Our workshop/science café format aims to create a space to engage hands on with an DIY tool or technique while also engaging in a relaxed discussion around it – it’s meaning and the data it produces as well as the bigger picture – in this case, issues and concerns regarding air quality both indoors and outdoors. This is part of an initiative in Doing It Together Science, a pan-European project that aims to build institutional and policy foundations for a sustained deep public engagement in science and technology in Europe [more here].
To get into the DIY mood, we began our workshop/science cafe on indoor air quality with a game: ‘human circuit‘. One happy DIYer selected the different components (in their human form) to make up the circuit we were about to build: the Arduino, the DHT22 sensor, the battery, and the LED display.
Our hands-on session enabled those who were new to DIY electronics to follow a step-by-step guide projected on a screen, while the tech-savvy could go ahead and dig right in. After mixed results and having built semi-operational devices, we managed to ‘peel’ oourselves off from the ‘making’ area to begin our discussion around air quality.

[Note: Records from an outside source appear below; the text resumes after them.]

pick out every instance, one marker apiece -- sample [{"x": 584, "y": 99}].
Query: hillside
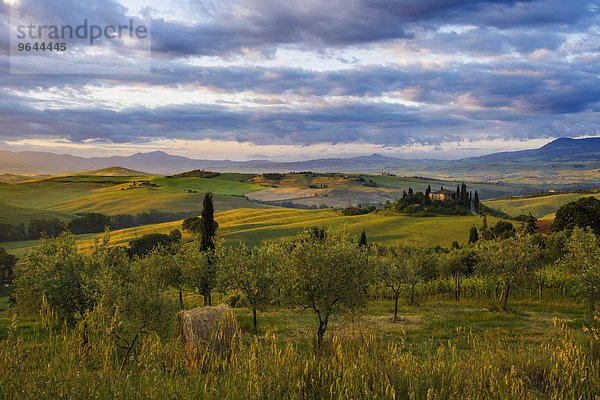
[
  {"x": 113, "y": 171},
  {"x": 559, "y": 155},
  {"x": 264, "y": 225},
  {"x": 541, "y": 207},
  {"x": 64, "y": 196}
]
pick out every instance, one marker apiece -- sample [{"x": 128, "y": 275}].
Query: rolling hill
[
  {"x": 264, "y": 225},
  {"x": 563, "y": 153},
  {"x": 541, "y": 207}
]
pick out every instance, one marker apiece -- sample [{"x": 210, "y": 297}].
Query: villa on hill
[{"x": 443, "y": 194}]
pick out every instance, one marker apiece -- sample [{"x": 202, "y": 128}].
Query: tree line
[
  {"x": 86, "y": 223},
  {"x": 323, "y": 270}
]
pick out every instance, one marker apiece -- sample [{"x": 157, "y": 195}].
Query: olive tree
[
  {"x": 326, "y": 274},
  {"x": 253, "y": 272},
  {"x": 583, "y": 261},
  {"x": 391, "y": 272},
  {"x": 458, "y": 263},
  {"x": 511, "y": 262},
  {"x": 199, "y": 270},
  {"x": 132, "y": 296},
  {"x": 57, "y": 272}
]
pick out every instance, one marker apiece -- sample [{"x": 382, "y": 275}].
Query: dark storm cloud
[
  {"x": 502, "y": 97},
  {"x": 263, "y": 25}
]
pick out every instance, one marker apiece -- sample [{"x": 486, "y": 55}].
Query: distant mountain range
[{"x": 158, "y": 162}]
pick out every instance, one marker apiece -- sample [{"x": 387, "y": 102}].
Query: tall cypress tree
[
  {"x": 363, "y": 239},
  {"x": 208, "y": 225},
  {"x": 464, "y": 199},
  {"x": 473, "y": 235}
]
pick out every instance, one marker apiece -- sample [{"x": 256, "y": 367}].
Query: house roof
[{"x": 444, "y": 191}]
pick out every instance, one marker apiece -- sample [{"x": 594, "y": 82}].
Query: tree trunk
[
  {"x": 457, "y": 279},
  {"x": 506, "y": 297},
  {"x": 321, "y": 331},
  {"x": 129, "y": 350}
]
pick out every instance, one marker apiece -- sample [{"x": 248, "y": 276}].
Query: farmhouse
[{"x": 443, "y": 194}]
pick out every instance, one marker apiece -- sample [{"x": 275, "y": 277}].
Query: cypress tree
[
  {"x": 531, "y": 227},
  {"x": 428, "y": 194},
  {"x": 464, "y": 199},
  {"x": 208, "y": 225},
  {"x": 473, "y": 235},
  {"x": 363, "y": 239}
]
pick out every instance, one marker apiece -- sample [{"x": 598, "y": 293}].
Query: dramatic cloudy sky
[{"x": 242, "y": 79}]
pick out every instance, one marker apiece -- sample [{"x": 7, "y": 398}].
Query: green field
[
  {"x": 62, "y": 197},
  {"x": 275, "y": 224},
  {"x": 541, "y": 207}
]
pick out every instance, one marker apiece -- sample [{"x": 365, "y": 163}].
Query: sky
[{"x": 292, "y": 80}]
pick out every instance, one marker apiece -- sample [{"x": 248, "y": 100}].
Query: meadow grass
[
  {"x": 276, "y": 224},
  {"x": 437, "y": 350},
  {"x": 64, "y": 197},
  {"x": 541, "y": 207}
]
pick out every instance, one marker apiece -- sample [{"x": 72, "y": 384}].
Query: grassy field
[
  {"x": 541, "y": 207},
  {"x": 437, "y": 349},
  {"x": 275, "y": 224},
  {"x": 62, "y": 197}
]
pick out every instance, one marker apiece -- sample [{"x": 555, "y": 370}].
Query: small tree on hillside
[
  {"x": 326, "y": 276},
  {"x": 391, "y": 272},
  {"x": 531, "y": 227},
  {"x": 56, "y": 271},
  {"x": 476, "y": 204},
  {"x": 473, "y": 235},
  {"x": 253, "y": 272},
  {"x": 200, "y": 271},
  {"x": 362, "y": 241},
  {"x": 420, "y": 264},
  {"x": 510, "y": 262},
  {"x": 7, "y": 264},
  {"x": 583, "y": 261},
  {"x": 458, "y": 263}
]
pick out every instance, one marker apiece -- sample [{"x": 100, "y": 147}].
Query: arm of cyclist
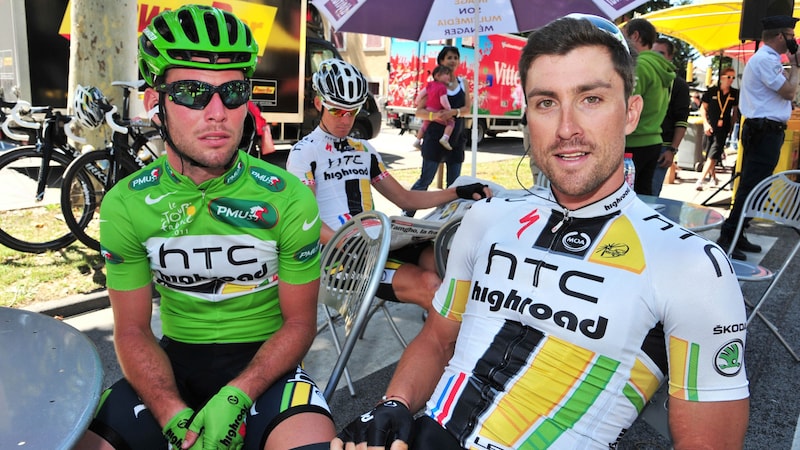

With a warm drink in hand we sat on comfy sofas with special guests Clive Shrubsole and Venus Bailey to converse about our concerns on both indoor air quality and environmental air pollution: what constitutes the ‘quality’ of ‘air quality’, indoor issues of humidity, mold (and their love for temperature differences), air pollution from human-and environmental-sources, apps and tools for pollution monitoring including CleanSpace, cycling masks, and NO2 diffusion tubes from Mapping for Change for community-led monitoring. We also spoke about the power of data, the issues in understanding it, and what locks policy makers into looking at only certain types. Clive has written two articles on related topics: the invisible scale of Climate Change and the need for a new clean air revolution.
The technology star of the evening was Panos Tigas, who helped guide us and troubleshoot some of the Arduino and circuit issues we encountered.
Paris Selinas captured our conversation topics:
A few useful links shared by Clive Shrubsole:
The London Air Quality Network (where the legally required monitoring is done). You can see /download data from the monitors, going back a long time. http://www.londonair.org.uk/LondonAir/Default.aspx
Plume App: https://plumelabs.com/en/
CleanSpace App: https://our.clean.space/ However, if you want to get a CO tag for free, you need to sign-up here:
Masks: there are many, but as people said last night the difficulty is being able to breathe with them on. After talking to a number of cyclists, this unique piece of technology seems to be popular and effective? http://www.u-mask.eu/ They are relatively expensive, but are meant to last a year. Two colleagues at UCL are going to try them over the next few months’ so I might be able to give some feedback later. [Clive, we’ll come back to this!]